Varian shrugged. “I didn’t ask. I did inquire about the children. I also said that the ARCT-10 was still missing.” Varian hesitated, dubious now about that admission.
“Why not?” Kai shrugged. “If the ship had returned within the Standard year, as planned, none of us would be where we are now. What puzzles me is the forty-three years. It doesn’t take anywhere near that time for a homing capsule to reach its destination. And I know the mutineers had ours.”
“They would have had to wait to be sure that the ARCT-10 wasn’t just delayed,” Varian suggested.
“Could they have known that the ARCT-10 never stripped the beacon of messages?” Lunzie asked.
“Only Kai and I knew that.”
“Bakkun might have guessed,” Kai said slowly.
“By what we didn’t say rather than what we did?” Varian asked.
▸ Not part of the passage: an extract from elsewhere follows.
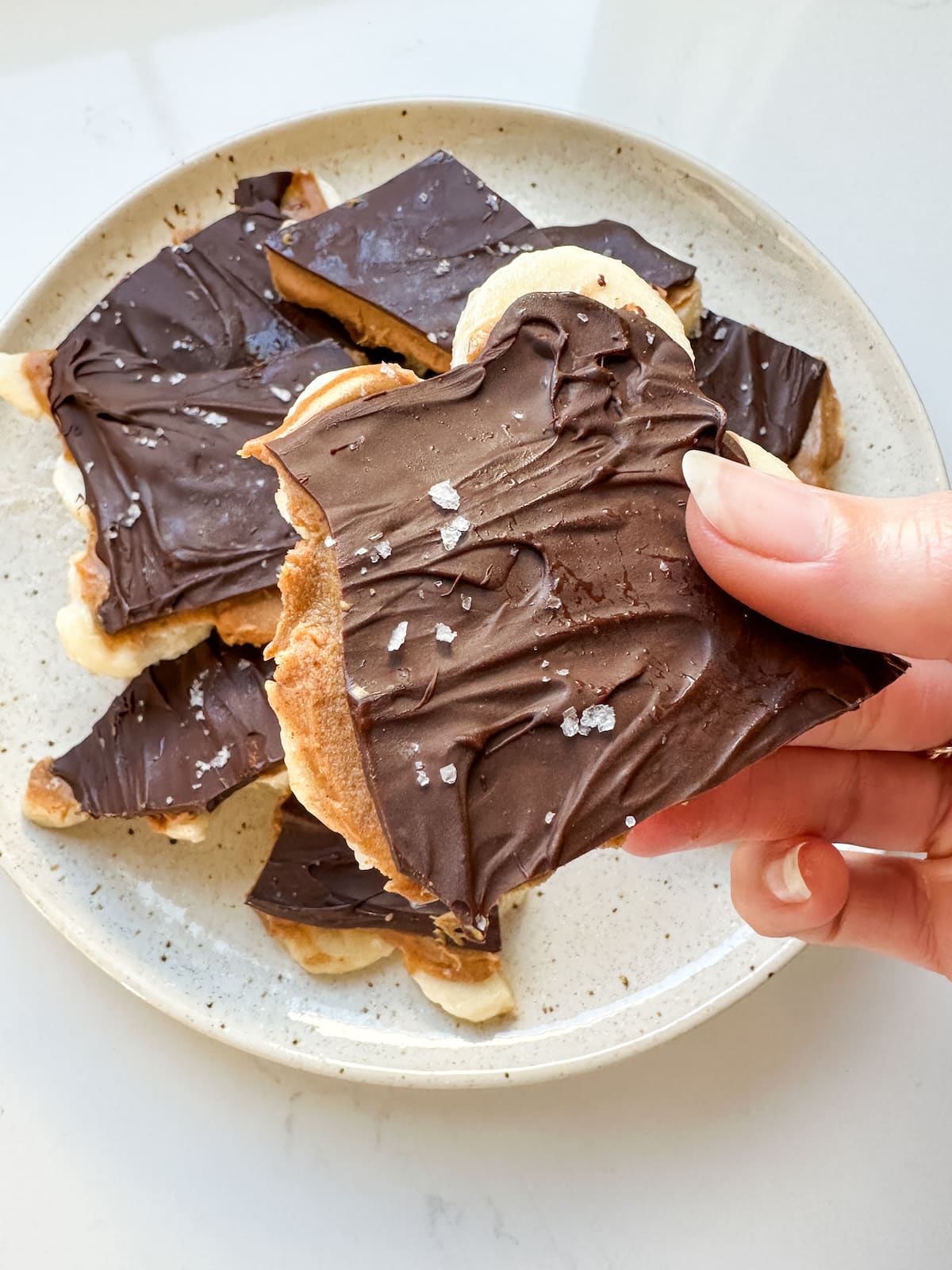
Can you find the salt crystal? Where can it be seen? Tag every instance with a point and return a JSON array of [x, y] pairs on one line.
[[570, 722], [444, 495], [219, 760], [600, 718], [452, 533], [397, 639]]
Kai nodded.
“We ought,” Kai went on, “to have invented a message from the ARCT.”
Lunzie snorted. “I don’t think that would have kept the heavy-worlders satisfied once they’d had their bloody rest day . . . and tasted animal protein. Brings out the worst in them every time.”
A taut silence ensued, broken as Varian shuddered, then said, “But Divisti’s garden produced sufficient vegetable protein to support twice as many heavy-worlder appetites.”
“I’d say they waited,” Lunzie began, picking at her lower lip for a moment before she continued. “They would have tried to locate the shuttle and the power packs which young Bonnard so cleverly concealed. They knew Kai’d sent out some sort of message, before Paskutti smashed the comunit? Well, then, they’d have had to wait to see if assistance arrived. They would have had to assume also that we’d rig some sort of distress beacon to attract rescue, even if it did take the Thek forty-three years to bother to investigate.”
Varian broke in excitedly. “You don’t suppose that they could have rigged an alert for a landing?”
“No way.” Portegin shook his head violently. “Not with the equipment they had. Remember it was replacement parts they took with the stores, not full units.”